Dans un quartier rebelle d’Alep, samedi dernier. Abdelrahman Ismail/Reuters
Le secrétaire général des Nations unies Ban Ki-moon a de nouveau réclamé hier au Conseil de sécurité de l'Onu d'exiger formellement une enquête de la Cour pénale internationale (CPI) pour crimes de guerre en Syrie. Une telle requête avait été bloquée en 2014 par la Russie et la Chine, qui disposent d'un droit de veto, mais Ban Ki-moon réclame une nouvelle tentative de la part du Conseil de sécurité. « J'exhorte le Conseil de sécurité à porter ce problème devant la CPI, je les exhorte à nouveau », a insisté M. Ban devant des reporters. Il a affirmé que la situation à Alep était « bouleversante » et s'est dit déçu que le Conseil ait échoué à agir durant une réunion samedi où deux projets de résolution ont été rejetés.
La Russie a utilisé son droit de veto contre un projet de résolution présenté par la France pour réclamer la fin des bombardements et l'arrêt des survols militaires à Alep. Un second texte, présenté, lui, par Moscou et réclamant un cessez-le-feu, a aussi été rejeté. « Nous n'avons pas le temps de débattre et d'être en désaccord », a déclaré Ban Ki-moon, ajoutant que le Conseil devait « œuvrer à protéger des vies humaines ».

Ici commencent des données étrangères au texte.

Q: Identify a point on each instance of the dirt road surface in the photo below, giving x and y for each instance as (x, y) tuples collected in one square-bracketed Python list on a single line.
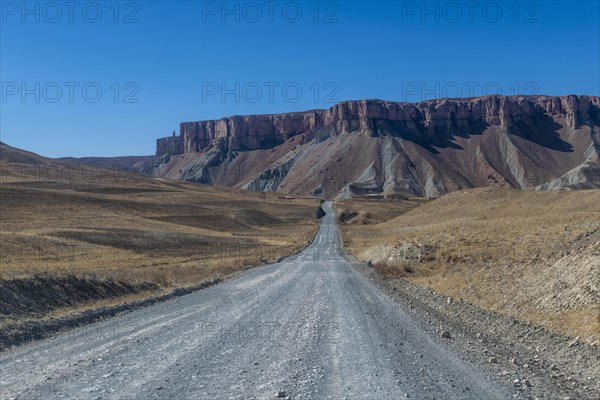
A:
[(309, 327)]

Le Conseil de sécurité est profondément divisé sur la Syrie entre la Russie qui apporte son soutien militaire au régime du président Bachar el-Assad, et les pays occidentaux qui soutiennent certains groupes rebelles. La France cherche à sortir de l'impasse la saisine de la CPI sur les crimes commis en Syrie, deux ans après l'échec d'une précédente tentative au Conseil de sécurité de l'Onu et sur fond de crispation diplomatique avec la Russie. L'ambassadeur français François Delattre n'a pas exclu de formuler à nouveau la demande, tout en expliquant que les diplomates devaient faire preuve de « créativité » dans leur manière d'impliquer la CPI dans une enquête pour crimes de guerre en Syrie. « Lorsque vous bombardez des hôpitaux, lorsque vous bombardez des écoles, que vous tuez des enfants, si cela ne constitue pas des crimes de guerre, alors franchement je ne sais pas ce que sont des crimes de guerre », a déclaré M. Delattre.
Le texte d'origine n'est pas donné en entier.